The best way to join your baseboard molding in the corners is to cut a coped joint. This is a joint where one of the pieces is cut to be squared and the other is cut to fit over it creating a tight uniformed look. Below you will find steps to helping you with this project.


    • Do not twist the coping blade to follow your base line drawing. Keep the cuts simple and remove one small piece then another to follow the curved lines.

    • Use an extra piece of trim to practice on first.

    • Never use a dull coping saw blade.

Things You Might Need

    Coping Saw

    Miter Saw

    • 2-penny finishing nails

    • Coarse to Medium grit sandpaper

    • Measuring ruler

    • Extra molding (in case of accident)

Let’s Begin

    1) To get started you will need to begin at an inside corner for the best results. Cut your first piece of baseboard square and nail it into place. Your next piece will need to be cut to length with one end coped to fit over the last one you cut.

    2) Now use a miter saw bevel the end of the cut at a 45º angle.

    3) With a coping saw held at a 30° angle remove more wood from the back of the baseboard than the front. Try to stay behind the lines you marked when you measured it out. If there is material left behind you can use a sandpaper to file it down.

    4) Check your cut. Take the piece down and see if it will line up with the nailed baseboard piece.
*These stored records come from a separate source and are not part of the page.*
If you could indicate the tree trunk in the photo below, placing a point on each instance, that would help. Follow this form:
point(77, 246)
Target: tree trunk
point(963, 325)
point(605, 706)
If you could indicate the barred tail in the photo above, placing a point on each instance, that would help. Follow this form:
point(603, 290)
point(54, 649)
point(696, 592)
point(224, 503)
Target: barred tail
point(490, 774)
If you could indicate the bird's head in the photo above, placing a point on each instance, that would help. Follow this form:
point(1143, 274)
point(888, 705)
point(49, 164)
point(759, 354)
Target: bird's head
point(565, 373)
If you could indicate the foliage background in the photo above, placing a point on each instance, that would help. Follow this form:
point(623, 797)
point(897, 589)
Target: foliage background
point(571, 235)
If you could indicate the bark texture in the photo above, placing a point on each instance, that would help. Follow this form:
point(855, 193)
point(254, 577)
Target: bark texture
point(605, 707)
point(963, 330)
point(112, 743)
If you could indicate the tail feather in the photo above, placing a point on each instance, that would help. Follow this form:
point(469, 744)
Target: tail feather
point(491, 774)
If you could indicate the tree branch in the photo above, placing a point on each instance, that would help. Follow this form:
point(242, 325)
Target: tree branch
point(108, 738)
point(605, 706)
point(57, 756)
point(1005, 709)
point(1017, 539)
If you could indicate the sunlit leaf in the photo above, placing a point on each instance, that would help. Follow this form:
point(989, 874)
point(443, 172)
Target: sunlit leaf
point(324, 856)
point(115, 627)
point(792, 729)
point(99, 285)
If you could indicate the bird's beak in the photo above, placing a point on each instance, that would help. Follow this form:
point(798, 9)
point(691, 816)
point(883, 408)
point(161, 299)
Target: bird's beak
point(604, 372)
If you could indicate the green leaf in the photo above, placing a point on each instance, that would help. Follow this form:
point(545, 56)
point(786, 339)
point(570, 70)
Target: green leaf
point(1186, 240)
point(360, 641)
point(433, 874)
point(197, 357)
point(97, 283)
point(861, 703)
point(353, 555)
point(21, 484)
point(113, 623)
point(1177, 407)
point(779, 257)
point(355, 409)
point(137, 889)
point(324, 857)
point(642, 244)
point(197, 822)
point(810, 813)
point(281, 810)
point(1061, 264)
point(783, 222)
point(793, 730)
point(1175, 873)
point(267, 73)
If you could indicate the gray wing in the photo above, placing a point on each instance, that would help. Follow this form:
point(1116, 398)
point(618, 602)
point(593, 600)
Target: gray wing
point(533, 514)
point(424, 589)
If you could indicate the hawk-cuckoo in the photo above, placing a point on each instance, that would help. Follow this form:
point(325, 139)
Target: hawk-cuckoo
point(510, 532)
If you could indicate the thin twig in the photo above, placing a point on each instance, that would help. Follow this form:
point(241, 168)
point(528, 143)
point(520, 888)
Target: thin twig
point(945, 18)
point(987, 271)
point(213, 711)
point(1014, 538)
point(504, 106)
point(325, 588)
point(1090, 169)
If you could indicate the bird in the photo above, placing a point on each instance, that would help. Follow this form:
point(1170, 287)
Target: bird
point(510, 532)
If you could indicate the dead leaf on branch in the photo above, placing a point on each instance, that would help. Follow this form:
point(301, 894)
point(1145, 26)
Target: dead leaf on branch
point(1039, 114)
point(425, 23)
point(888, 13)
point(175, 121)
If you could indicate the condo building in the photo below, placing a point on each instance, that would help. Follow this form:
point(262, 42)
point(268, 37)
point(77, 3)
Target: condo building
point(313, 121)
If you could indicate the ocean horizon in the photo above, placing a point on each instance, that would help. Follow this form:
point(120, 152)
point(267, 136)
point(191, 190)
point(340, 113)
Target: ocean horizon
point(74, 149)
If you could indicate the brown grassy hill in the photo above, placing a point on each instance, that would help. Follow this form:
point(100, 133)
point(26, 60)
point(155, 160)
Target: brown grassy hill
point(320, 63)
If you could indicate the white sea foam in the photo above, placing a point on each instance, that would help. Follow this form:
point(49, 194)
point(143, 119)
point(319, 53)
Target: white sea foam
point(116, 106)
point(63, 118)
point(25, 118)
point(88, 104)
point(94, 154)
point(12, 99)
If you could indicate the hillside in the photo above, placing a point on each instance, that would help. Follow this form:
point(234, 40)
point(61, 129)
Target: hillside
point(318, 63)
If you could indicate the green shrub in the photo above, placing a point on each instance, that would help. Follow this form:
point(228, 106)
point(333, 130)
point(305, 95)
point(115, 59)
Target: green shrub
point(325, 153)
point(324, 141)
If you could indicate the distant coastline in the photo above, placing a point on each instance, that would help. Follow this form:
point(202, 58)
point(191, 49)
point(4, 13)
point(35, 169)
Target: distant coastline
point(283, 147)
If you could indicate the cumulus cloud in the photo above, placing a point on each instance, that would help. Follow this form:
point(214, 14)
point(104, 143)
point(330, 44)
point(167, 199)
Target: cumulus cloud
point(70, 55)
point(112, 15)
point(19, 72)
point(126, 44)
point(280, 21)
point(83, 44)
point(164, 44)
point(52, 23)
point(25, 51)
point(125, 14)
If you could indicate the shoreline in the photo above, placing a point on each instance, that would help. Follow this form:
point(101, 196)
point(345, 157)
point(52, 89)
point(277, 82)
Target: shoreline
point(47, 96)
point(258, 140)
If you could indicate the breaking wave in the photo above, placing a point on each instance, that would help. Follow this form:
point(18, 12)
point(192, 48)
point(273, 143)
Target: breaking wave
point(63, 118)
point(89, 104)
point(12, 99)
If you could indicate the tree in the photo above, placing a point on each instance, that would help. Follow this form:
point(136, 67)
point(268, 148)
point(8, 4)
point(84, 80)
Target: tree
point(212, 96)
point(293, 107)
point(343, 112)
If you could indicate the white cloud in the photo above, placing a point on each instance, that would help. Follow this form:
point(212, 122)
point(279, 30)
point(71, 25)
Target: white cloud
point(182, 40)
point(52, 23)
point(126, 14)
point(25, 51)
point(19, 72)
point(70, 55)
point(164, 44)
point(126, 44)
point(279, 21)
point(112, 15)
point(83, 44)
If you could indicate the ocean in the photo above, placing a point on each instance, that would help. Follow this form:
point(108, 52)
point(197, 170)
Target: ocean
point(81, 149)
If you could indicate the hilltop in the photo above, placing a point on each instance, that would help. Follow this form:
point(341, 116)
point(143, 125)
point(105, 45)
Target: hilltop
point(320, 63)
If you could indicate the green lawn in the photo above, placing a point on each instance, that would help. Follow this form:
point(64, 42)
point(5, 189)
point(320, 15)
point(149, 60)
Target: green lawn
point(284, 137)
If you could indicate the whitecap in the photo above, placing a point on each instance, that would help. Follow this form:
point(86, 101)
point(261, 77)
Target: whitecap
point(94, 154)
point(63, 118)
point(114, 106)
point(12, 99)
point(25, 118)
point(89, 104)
If you find any spots that are uneven in the cut, mark them and use the sand paper to wear them down.

    5) Continue this around the room just as you read above until you have returned to the beginning.

Other Ideas

If you are in need of simply cutting the corner wedge for your baseboard molding, you will need to do so like above. First you will need to make sure you have all your safety gear on. Then hold the small piece and cut the wedge at a 45˚angle on both sides of the baseboard piece.

It should look like a small fairly thin piece when you have completed it. Take this and check the size, if it fits snug yet there are no high spots you are ready to place it in the joint. Use the 2-penny nails to secure it in its place. After all this you are ready to paint your baseboard.